2022 Flu vaccination blitz – Free flu vaccinations for Queenslanders
From 24 May 2022 until 17 July 2022, the Queensland Government will be offering free influenza vaccinations to all Queenslanders over 6 months of age who are not already eligible for free vaccination under the National Immunisation Program.
- If you are eligible under the National Immunisation Program you should access your vaccination through your local General Practitioner or community health provider.
If you are not eligible under the National Immunisation Program you can make an appointment at a local pharmacy or general practice to receive the vaccination at no charge.
Adults who have been immunised as children may need booster doses to maintain immunity from certain diseases such as whooping cough. Speak to your doctor about which booster doses you may need.
Some vaccines are available free of charge through the National Immunisation Program (see the Immunisation Schedule Queensland for details). However, not all vaccines fall under this program and you may not be eligible. If this is the case, you will have to pay for your vaccines at a pharmacy using a prescription from your doctor.

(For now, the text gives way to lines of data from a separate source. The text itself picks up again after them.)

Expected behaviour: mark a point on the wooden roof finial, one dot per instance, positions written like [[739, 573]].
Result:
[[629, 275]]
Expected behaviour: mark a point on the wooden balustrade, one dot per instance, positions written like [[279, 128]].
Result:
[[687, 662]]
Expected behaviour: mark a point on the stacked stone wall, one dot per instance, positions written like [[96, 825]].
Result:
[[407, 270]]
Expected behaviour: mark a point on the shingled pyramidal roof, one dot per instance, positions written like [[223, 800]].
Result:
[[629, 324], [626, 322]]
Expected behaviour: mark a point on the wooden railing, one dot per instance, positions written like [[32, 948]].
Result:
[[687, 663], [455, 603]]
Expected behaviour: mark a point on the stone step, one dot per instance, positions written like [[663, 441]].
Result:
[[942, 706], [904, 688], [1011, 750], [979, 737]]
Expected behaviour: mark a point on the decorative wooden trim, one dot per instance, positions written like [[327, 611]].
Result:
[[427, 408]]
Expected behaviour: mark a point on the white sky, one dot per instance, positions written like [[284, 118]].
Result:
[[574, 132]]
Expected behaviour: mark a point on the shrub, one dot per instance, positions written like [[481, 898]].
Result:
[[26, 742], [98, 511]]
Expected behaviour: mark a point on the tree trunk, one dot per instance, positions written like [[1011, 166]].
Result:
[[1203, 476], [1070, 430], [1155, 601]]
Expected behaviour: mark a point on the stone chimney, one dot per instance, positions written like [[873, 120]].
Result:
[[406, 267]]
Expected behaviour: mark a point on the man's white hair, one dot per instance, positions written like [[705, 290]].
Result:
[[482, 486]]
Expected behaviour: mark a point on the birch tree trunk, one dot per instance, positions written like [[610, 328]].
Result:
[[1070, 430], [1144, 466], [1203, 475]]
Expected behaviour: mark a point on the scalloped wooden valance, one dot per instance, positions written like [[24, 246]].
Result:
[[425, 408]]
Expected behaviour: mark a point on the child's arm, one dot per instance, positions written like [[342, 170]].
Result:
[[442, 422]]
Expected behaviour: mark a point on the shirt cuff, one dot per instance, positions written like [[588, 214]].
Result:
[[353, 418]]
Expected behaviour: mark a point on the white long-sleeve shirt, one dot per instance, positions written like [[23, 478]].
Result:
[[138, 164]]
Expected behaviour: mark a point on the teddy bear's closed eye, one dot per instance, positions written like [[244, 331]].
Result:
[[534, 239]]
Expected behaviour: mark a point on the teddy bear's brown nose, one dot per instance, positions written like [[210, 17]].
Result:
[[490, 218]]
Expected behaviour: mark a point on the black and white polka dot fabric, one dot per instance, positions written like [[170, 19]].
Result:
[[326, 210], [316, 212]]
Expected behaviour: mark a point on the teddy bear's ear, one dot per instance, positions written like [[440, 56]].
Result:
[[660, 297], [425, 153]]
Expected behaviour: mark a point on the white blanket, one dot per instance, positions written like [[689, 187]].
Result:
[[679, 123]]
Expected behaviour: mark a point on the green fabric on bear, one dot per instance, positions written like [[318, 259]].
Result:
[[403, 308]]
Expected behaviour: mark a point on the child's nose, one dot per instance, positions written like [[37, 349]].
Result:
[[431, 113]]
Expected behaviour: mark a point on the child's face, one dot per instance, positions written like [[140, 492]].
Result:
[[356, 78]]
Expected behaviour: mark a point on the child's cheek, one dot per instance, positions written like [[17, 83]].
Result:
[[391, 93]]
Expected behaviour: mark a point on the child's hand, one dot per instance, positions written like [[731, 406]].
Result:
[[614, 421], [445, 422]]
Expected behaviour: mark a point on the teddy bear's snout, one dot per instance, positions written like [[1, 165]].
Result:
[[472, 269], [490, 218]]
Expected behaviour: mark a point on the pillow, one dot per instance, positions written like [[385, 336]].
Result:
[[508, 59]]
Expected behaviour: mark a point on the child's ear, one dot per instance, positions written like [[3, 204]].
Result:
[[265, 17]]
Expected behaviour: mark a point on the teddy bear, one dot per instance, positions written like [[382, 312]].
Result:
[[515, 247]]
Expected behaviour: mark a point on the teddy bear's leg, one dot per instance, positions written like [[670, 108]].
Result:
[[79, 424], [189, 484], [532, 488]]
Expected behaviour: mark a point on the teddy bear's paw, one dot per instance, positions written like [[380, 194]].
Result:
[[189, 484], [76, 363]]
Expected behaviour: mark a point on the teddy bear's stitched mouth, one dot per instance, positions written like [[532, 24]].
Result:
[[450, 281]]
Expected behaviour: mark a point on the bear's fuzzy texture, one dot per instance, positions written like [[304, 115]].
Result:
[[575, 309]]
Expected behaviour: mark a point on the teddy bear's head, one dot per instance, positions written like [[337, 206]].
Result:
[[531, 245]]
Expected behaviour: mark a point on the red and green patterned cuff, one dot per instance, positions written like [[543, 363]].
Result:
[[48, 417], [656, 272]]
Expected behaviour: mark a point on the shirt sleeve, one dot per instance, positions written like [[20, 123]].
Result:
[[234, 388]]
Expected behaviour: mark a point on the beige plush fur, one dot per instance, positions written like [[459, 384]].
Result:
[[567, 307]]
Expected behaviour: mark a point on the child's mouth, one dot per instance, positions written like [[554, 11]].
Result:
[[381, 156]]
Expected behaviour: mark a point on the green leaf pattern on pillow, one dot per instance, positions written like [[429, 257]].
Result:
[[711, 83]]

The following vaccines may be recommended for adults:
- whooping cough (pertussis)
- pneumococcal disease
- chickenpox (varicella)
- meningococcal (for people with certain medical risk factors)
Talk to your doctor before being vaccinated if you:
- are pregnant, breastfeeding or planning a pregnancy
- have previously had a serious adverse event following immunisation
- have impaired immunity due to disease or treatment.
Some people with medical risk factors will also have additional vaccination needs. Check with your doctor or go to the Australian Immunisation Handbook online or via the mobile app to see which medical risk factors apply.
Pregnant women can have a free whooping cough vaccine under the National Immunisation Program. The vaccine is ideally given between 20 and 32 weeks of pregnancy.
New parents should have an adult whooping cough immunisation as soon as possible after their baby is born, as newborns are at risk of serious complications if they contract whooping cough.